Intel sets out its plans for 5G mobile push

Company uses Mobile World Congress 2016 to position itself as leader in smarter networks - but also announces partnerships with other players to develop 5G.


Intel believes it's uniquely positioned to lead the development of 5G connectivity.

Image: Shutterstock

Intel has used Mobile World Congress 2016 to attempt to position itself as a big player in the push towards 5G and the Internet of Things with a raft of product and partnership announcements.

Intel said it will work with Ericsson, Nokia, LG and Verizon in order to speed up development, testing and ultimately deployment of 5G wireless networks in an effort to provide greater connectivity for computers, Internet of Things and mobile devices and even connected cities and driverless vehicles.

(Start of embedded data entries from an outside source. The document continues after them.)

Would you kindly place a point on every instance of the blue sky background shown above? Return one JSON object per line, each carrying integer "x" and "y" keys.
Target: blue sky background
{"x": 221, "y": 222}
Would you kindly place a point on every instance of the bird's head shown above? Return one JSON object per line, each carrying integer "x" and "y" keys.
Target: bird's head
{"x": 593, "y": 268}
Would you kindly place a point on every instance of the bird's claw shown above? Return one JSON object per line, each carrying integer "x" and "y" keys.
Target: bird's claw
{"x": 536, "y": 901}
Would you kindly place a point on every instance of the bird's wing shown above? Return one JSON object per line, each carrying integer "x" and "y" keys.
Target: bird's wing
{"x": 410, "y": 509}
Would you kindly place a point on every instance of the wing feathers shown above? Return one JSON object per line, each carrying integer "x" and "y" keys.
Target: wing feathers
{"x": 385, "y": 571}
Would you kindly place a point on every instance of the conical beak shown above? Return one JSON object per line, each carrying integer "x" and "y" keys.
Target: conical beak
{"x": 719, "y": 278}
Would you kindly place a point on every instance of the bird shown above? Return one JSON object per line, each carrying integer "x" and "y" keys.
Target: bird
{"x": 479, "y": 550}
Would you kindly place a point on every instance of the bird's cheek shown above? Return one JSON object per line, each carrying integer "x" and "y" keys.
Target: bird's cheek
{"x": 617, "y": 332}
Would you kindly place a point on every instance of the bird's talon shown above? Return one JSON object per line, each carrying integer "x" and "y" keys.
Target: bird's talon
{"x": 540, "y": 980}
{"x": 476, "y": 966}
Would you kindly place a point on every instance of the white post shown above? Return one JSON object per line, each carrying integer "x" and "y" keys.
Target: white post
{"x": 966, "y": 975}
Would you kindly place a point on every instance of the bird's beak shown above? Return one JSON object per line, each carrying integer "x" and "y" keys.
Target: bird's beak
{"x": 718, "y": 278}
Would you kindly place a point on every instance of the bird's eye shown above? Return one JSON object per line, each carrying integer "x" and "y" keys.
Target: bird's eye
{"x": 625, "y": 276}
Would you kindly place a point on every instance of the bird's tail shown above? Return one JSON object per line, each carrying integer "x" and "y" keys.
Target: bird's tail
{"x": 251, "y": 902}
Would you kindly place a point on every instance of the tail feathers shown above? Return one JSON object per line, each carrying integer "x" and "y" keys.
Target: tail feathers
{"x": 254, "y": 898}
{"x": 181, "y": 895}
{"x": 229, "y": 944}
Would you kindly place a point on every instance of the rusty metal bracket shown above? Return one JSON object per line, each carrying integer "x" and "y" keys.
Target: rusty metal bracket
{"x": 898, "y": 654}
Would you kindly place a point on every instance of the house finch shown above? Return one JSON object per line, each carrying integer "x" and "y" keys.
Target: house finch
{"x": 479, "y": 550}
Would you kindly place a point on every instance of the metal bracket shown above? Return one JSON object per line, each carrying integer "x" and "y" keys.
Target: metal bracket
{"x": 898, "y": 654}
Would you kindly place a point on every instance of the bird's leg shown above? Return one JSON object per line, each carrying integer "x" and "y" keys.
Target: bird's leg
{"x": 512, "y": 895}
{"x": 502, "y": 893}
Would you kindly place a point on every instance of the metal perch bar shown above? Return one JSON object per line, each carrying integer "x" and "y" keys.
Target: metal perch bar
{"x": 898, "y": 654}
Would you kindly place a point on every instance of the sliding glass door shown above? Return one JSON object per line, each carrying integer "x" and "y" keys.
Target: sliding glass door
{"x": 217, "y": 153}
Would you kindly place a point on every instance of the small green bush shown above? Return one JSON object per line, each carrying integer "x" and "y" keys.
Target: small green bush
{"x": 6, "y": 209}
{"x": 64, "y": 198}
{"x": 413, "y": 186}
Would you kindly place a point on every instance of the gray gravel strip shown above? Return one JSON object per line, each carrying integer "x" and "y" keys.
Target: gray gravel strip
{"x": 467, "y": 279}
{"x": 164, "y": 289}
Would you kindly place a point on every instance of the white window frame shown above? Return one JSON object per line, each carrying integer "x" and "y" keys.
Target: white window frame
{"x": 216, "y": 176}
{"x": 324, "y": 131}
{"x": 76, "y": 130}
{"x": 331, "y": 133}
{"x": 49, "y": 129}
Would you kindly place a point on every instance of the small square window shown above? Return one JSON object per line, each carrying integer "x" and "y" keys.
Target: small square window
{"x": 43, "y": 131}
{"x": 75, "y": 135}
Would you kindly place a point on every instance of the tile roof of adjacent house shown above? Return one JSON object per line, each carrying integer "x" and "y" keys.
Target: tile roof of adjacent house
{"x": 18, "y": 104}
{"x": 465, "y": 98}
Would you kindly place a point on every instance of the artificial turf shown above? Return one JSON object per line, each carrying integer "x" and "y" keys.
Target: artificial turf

"5G represents a significant shift for these networks and we think it's essential to get ready ahead of the curve," said corporate vice president and general manager of the Intel communication and services group, Aicha Evans, speaking in the run up to MWC in Barcelona.

Intel will work with Ericsson and engage in joint trials surrounding 5G, while it will also work with Nokia to collaborate on 5G radio technologies "to meet the device connectivity requirements for future wireless networks".

Intel is putting a significant emphasis on 5G, because according to Evans, the technology represents "a fundamental shift" for computing and the company wants to be ready for it.

"Rather than just being about a personal computing platform, it's about everything that computing can connect and how it connects," she explained.

Intel's desire to lead the path towards 5G and faster, more efficient wireless networks has therefore seen it use MWC to reveal what it describes as "connectivity solutions designed for the IoT".

They include the Intel Atom x3-M7272 wireless communication platform for "automotive applications capable of powering advance security features" and the The Intel XMM 7120M LTE modem, which the company describes as "ideal" for machine-to-machine applications and providing connectivity for a "broad range" of IoT use cases.

Essentially, Intel has attempted to deliver a new type of modem capable of dealing with as many different types of connected device as possible because "when we look at the connected car, wearables, energy management or smart buildings, it's important to have solutions which are targeted and specialised towards that," said Evans.

But while many see 5G deployment as something that's way off and not to be majorly concerned about now - Forrester analyst Thomas Husson argues that it "will have no impact whatsoever for consumers in the next five years" - Intel believes that research and development of 5G is required sooner rather than later, so new developments in technology can be designed in advance then incorporated.

"We think getting the network ready now is key, ahead of the volume and ahead of the knowing what the future will bring; because the last ten years have been a surprise for all of us," said Evans.

"The transition to 5G brings communications and computing together and is a fundamental shift for the industry. It is essential to lay the foundation for future 5G networks now to make amazing experiences of the future possible," she explained.

But while Intel is confident in the role it has to play in the development of 5G, wireless technologies and the Internet of Things, it sees collaboration mobile operators and manufactures as key to ensuring the technology reaches its supposed potential.

"We need to make sure we partner with everybody in the ecosystem, all of the trendsetters and the leaders, so there's an ecosystem we can roam and have a single worldwide view," Evans said.

And with the rise of technologies and devices such as wearable fitness trackers, drones, autonomous vehicles and the increasing demand for cloud computing, Intel believes the demand for 5G is already there - and that it will alter how computing and connectivity works.

"5G represents a significant shift for these networks and we think it's essential to get ready ahead of the curve," said Evans.